Im zweiten Referat des Luftverkehrsrechtstages setzte sich Rechtsanwalt Dr. Lutz Eiding, Hanau, mit der Frage auseinander, ob die Planung von Flughäfen über den tatsächlichen Bedarf hinaus unter dem Aspekt der Planrechtfertigung zulässig sein kann. Einem Vorhaben, das weit über den prognostizierten und nachvollziehbaren Bedarf dimensioniert sei, fehle es stets an der Planrechtfertigung. Ein fehlender Bedarf könne nicht im Wege der Abwägung, etwa aus strukturpolitischen Gründen, kompensiert werden. Als insoweit problematische Beispielsfälle führte Eiding die Drehung der Start- und Landebahn am Flughafen Leipzig allein aufgrund der Tatsache an, dass DHL Interesse bekundet habe, hier ein Frachtzentrum einzurichten. Problematisch seien weiterhin die Fälle, wo Bedarf erst aufgrund einer großen Werbeoffensive generiert werden solle. In der sich anschließenden Diskussion wurden bereits Zweifel daran geäußert, ob der Gesichtspunkt der Planrechtfertigung in der Flughafenplanung überhaupt ausschlaggebend sein kann. Im Übrigen wurde überwiegend die Auffassung vertreten, dass der Prüfungspunkt der Planrechtfertigung, berücksichtige man die höchstrichterliche Rechtsprechung, nicht überfrachtet werden dürfe und deshalb nur als eher grobes Kriterium verstanden werden solle. Allgemein wurde bemängelt, dass im Bereich der Verkehrsflughäfen keine bedarfsdefinierende übergeordnete Planung existiert.
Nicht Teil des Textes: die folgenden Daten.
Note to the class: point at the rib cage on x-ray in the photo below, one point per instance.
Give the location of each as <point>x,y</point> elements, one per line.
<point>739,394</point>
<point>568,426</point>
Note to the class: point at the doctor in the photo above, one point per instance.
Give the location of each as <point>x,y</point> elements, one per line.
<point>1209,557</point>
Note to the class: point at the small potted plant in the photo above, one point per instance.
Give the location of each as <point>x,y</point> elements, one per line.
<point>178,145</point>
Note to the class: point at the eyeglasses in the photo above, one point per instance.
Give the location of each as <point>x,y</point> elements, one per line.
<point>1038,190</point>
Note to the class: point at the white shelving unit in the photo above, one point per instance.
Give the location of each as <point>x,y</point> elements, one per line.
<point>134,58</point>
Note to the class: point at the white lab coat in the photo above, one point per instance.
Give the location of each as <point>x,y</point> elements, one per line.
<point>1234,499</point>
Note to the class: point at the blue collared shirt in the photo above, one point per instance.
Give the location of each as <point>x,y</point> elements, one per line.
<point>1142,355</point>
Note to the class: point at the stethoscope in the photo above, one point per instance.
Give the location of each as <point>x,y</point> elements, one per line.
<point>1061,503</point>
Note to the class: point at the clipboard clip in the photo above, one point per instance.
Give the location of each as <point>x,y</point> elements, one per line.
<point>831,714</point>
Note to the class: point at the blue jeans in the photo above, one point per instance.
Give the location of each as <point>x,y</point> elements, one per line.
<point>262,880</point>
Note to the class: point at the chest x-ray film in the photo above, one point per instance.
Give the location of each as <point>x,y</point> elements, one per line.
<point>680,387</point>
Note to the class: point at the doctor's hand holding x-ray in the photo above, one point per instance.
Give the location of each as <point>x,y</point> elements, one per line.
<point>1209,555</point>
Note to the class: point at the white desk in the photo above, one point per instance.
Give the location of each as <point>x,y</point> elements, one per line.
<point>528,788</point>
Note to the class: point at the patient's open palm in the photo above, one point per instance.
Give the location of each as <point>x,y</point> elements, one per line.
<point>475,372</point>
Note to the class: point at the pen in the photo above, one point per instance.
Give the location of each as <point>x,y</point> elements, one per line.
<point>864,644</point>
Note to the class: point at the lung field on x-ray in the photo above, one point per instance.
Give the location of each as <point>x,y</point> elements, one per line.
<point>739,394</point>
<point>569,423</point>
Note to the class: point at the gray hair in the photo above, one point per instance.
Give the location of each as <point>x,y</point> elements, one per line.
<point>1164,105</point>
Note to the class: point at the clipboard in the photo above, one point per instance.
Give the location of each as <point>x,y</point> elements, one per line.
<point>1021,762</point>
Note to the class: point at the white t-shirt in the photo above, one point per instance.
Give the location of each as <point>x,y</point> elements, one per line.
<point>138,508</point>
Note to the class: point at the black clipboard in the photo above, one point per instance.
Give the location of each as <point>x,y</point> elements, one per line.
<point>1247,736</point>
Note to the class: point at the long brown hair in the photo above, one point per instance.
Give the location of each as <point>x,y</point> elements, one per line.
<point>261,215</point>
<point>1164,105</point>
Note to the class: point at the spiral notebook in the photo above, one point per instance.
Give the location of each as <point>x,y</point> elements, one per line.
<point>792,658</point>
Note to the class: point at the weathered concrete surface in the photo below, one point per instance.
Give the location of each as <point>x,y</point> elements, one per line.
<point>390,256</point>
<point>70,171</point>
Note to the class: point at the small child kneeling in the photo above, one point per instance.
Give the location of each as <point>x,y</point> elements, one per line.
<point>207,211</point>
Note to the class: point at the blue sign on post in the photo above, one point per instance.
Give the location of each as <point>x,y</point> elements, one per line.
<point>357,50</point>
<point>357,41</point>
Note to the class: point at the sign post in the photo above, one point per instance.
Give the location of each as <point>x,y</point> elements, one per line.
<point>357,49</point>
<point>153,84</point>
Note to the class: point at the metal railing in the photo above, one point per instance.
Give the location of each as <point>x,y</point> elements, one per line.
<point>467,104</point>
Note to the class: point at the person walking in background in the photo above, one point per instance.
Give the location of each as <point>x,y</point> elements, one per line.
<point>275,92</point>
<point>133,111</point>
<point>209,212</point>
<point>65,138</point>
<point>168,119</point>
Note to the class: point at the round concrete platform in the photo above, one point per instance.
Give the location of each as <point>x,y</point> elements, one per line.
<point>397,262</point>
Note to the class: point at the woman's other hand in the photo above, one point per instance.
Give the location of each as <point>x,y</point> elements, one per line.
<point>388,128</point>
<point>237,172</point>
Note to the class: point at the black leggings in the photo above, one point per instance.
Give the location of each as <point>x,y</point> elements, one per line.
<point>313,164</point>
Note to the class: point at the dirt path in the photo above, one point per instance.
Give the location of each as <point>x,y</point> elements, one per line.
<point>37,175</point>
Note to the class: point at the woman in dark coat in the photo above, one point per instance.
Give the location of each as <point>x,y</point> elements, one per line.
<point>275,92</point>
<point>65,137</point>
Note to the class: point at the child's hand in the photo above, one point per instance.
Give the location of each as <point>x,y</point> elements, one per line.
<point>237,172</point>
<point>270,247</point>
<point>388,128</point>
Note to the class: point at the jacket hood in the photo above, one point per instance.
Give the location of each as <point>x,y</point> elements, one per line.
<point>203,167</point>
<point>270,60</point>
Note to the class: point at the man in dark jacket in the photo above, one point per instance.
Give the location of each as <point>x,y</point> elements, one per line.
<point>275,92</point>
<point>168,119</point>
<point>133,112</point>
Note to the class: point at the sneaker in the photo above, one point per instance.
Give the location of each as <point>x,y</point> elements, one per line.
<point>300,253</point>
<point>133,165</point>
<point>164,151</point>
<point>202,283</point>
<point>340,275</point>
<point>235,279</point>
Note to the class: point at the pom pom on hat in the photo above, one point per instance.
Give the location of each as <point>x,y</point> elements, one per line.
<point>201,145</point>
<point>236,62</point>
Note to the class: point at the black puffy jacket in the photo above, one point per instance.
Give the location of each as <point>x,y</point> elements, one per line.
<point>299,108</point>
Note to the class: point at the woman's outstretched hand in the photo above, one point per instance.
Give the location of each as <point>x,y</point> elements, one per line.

In dem sich anschließenden Referat behandelte Dr. Peter Wysk, Richter am Oberverwaltungsgericht für das Land Nordrhein-Westfalen, Münster, die Möglichkeiten des behördlichen Einschreitens und die individuellen Schutzansprüche gegen zugelassenen Luftverkehr. Wysk erörterte zunächst die Möglichkeiten einer vorbeugenden Überwachung durch Gestaltung der Zulassungsentscheidung. Als Instrumente der nachträglichen Überwachung nannte Wysk die Einschränkung der Zulassungsgrundlage durch Widerruf oder die Ergänzung der Zulassungsgrundlage durch Plan- oder Genehmigungsergänzung. Gerade im Hinblick auf eine Planergänzung könnten sich nachträgliche individuelle Schutzansprüche aus § 75 Abs. 2 VwVfG ergeben. Als Fazit hielt Wysk fest, dass die Möglichkeiten zur Erlangung eines nachträglichen Schutzes für von der Flughafenplanung Betroffenen bei konsequenter Ausnutzung ausreichend sei. In der Diskussion zu diesem Referat wurde in erster Linie das Merkmal der Vorhersehbarkeit in § 75 Abs. 2 VwVfG problematisiert. Wysk äußerte die Auffassung, dass über dieses Merkmal kein Fall gelöst werden könne. Im Übrigen stellte er sich auf den Standpunkt, dass die Betreiber von Flughäfen zwar durchaus eine Funktion der Daseinsvorsorge ausfüllten, dass man aber nicht von einem Vorrang des Flugverkehrs ausgehen könne. Dieser ergebe sich auch nicht aus dem Luftverkehrsgesetz.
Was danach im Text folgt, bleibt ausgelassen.